In a Monday op-ed in the , driver Tidiane Samassa said that he had been a cab driver in the city for 14 years before he switched to Uber:
At that time, with fewer cars and higher fares, you could make good money. I could take care of my family. I made up to $1,900 a week working eight to nine-hour shifts, six days a week. Then in 2015, they started piling on the cars. And in 2016, they lowered the fares.
Now, there just aren’t enough fares to go around. I work seven days a week, and even driving for 12, 13, or 14 hours each day, I rarely break $1,000 a week—and that’s before expenses. I pay for my car, gas, and vehicle maintenance all out of pocket.
This year, I’ll need a new transmission. That will come out of my income. My expenses just to keep my car on the road sometimes add up to almost half my income.
Uber is not thrilled with the measure. Alix Anfang, an Uber spokeswoman, sent Ars a statement saying that the city’s measure would “threaten one of the few reliable transportation options while doing nothing to fix the subways or ease congestion.”
In an email, Anfang also wrote that Uber would be “reaching out” to the 40,000 TLC-licensed vehicles that are not currently used by Uber drivers.

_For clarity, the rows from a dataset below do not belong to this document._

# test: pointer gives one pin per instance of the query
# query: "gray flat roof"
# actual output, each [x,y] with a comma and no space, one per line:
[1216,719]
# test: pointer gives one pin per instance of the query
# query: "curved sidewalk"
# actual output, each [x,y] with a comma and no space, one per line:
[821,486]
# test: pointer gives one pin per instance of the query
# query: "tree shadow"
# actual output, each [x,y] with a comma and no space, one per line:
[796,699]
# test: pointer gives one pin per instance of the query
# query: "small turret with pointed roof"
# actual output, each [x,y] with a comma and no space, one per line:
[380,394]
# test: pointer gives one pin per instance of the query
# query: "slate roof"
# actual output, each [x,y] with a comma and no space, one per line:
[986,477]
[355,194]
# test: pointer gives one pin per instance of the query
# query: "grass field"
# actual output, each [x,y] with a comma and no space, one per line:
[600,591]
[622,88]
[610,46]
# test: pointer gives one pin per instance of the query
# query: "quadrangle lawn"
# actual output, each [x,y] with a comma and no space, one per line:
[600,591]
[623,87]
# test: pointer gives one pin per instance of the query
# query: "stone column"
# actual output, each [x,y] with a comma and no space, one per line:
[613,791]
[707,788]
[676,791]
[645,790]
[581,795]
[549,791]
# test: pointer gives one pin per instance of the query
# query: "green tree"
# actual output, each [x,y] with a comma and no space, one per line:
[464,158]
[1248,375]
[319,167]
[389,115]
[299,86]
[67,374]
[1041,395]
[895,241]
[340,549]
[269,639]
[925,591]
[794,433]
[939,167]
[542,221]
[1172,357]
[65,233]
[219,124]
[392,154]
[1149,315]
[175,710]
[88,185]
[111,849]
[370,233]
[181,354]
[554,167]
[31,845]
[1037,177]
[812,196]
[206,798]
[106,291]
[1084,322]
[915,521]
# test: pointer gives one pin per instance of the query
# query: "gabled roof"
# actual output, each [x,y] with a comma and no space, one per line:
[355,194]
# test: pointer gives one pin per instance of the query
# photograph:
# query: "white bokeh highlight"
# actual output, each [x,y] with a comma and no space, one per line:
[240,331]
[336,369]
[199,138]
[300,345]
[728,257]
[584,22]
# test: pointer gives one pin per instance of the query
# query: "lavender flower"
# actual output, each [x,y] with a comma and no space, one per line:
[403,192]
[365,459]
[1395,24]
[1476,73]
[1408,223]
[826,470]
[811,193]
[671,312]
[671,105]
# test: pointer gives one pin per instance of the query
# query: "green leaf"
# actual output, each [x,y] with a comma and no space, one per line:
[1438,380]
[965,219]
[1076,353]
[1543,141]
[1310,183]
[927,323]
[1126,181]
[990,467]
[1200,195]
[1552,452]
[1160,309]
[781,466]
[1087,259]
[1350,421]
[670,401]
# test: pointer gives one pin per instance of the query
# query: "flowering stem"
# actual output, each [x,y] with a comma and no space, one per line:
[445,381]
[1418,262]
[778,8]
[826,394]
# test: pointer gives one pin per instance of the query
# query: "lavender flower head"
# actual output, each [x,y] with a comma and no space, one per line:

“This is not a limit on the number of drivers that are allowed to enter the industry—it is a pause on the number of new vehicles,” she said. “Many vehicles sit unused during large portions of the week. We will be reaching out to vehicle owners about allowing new drivers to use the vehicle when the owner is not driving.”
Lyft did not immediately respond to Ars’ request for comment.